My cat went missing on Sunday 12th August 2012, from my house, in Southgate , Crawley.
He was in one minute, saw him go out the window, and havent seen him since!
He is a short haired domestic cat, all black, slim (but not under weight) He is quite tall, very long legs, male, was wearing a light blue collar, with a silver design on it (might not have it on now?!) 
Very friendly, but might be abit scared now as he has been gone for 4 nights (5 nights tonight, (16/08)
He isn't microchipped.
the whole family is missing him alot, and really would appreciate your help if you could give any info at all...
thank you


----------



## Ang2 (Jun 15, 2012)

You need to phone RSPCA and Cats Protection etc who all keep a register of found cats. Also call all the local vets incase he has been in an accident and handed in. Also (hate to say it) but you need to call your local Cleansing Dept to see if his body has been found as they keep a register also.
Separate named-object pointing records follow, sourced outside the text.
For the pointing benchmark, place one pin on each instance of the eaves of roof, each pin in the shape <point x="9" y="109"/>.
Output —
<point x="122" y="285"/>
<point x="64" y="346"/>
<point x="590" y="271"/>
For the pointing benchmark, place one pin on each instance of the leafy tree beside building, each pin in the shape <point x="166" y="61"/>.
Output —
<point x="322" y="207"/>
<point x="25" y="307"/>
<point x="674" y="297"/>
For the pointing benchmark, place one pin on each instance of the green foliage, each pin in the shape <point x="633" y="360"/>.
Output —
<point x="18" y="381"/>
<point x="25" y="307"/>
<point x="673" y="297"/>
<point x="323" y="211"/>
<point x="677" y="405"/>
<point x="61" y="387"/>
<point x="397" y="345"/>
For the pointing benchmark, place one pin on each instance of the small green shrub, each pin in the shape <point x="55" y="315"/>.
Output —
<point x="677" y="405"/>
On a brighter note, a while ago, one of mine went missing for 4 days and turned up ok. Think she had been locked in somewhere. Ive cat proofed the garden since then because its such a worry.


----------



## Grace_Lily (Nov 28, 2010)

Hi and welcome Joanna,

Sorry to hear Miller is missing, Ang has given you some great tips already but just wanted to add a few more I also did when my cat was missing.

*Make posters and flyers to put up around the local area and through people's doors

*Go out shaking the food tin/ tapping a bowl/ calling your cat at all different times of the day, and repeat your routes regularly. Our cat was found in a garage only 4 doors down but for some reason hadn't called out to us until she had been missing for a couple of days.

*Ask people if you can search their gardens, something may have spooked him and he may be hiding away. You will get on your hands and knees to look for him, it's doubtful other people will.

Hope he turns up safe and sound soon


----------



## buffie (May 31, 2010)

So sorry to read that your cat is missing.This link may give you some advice on things you can do to hopefully find him.....http://www.petforums.co.uk/cat-chat/141450-what-do-when-you-lose-cat.html Paws crossed that you find him soon.


----------